■炎のゴブレット

08:獲物を狩る


 ハーマイオニーに協力してもらい、様々な本を読んだが、ドラゴンを出し抜く方法はなかなか見つからなかった。どんな本を読んでも、ドラゴンは強いとか殺すのが難しいとか、こちらの気が滅入ってくるような文章ばかりあるのだ。

 しかし、薬草学の授業が始まる前、ハリーが息せきってハリエットとハーマイオニーの所にやってきたと思ったら、『呼び寄せ呪文』を明日の午後までに完璧にしたいと言ってきた。彼が言うには、ムーディからちょっとしたアドバイスを受け、自分の得意なクィディッチに基づき、ファイアボルトに乗ってドラゴンを出し抜こうというのだ。

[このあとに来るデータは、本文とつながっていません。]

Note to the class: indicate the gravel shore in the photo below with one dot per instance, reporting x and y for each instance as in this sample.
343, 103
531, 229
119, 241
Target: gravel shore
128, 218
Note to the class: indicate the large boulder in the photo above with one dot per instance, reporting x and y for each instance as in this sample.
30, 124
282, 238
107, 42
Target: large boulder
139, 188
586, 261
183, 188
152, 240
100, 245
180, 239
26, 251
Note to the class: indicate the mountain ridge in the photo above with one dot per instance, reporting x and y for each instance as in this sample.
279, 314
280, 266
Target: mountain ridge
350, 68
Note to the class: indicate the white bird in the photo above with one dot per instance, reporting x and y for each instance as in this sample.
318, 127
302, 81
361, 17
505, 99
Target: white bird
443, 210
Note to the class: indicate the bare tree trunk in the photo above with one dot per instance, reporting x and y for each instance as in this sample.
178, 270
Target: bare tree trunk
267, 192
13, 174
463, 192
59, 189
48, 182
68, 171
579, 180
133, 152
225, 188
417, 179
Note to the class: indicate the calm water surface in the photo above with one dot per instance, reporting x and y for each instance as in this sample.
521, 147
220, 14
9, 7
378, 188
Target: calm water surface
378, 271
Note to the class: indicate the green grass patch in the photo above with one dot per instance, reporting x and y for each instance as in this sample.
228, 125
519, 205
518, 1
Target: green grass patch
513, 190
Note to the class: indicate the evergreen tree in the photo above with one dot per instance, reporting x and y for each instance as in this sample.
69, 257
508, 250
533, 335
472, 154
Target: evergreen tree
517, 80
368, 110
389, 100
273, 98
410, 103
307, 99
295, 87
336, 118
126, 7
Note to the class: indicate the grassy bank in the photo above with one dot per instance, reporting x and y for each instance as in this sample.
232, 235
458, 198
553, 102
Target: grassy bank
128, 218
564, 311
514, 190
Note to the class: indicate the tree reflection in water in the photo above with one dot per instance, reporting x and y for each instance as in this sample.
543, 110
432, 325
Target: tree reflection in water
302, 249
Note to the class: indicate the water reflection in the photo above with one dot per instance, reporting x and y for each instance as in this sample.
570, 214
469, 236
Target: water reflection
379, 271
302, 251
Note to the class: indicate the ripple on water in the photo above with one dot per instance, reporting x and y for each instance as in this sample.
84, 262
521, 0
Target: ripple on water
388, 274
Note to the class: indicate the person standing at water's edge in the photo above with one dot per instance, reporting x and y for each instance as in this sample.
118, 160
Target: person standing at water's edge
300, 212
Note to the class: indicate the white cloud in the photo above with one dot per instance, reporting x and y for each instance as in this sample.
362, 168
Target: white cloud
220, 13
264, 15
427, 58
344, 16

 素晴らしいアイデアに、三人は練習を始めた。昼食を抜いてぶっ通しで練習したはいいものの、ハーマイオニーは午後最後の授業『数占い』の授業をサボることだけは良しとしなかった。ハリーとハリエットは『占い学』である。ハリーはうんざりしつつあったこの授業を欠席することに決め、ハリエットは念のため出席することにした。ハリーの練習に付き合うといっても、ハーマイオニーとは違い、ハリエットはほとんど見ていることしかできないからだ。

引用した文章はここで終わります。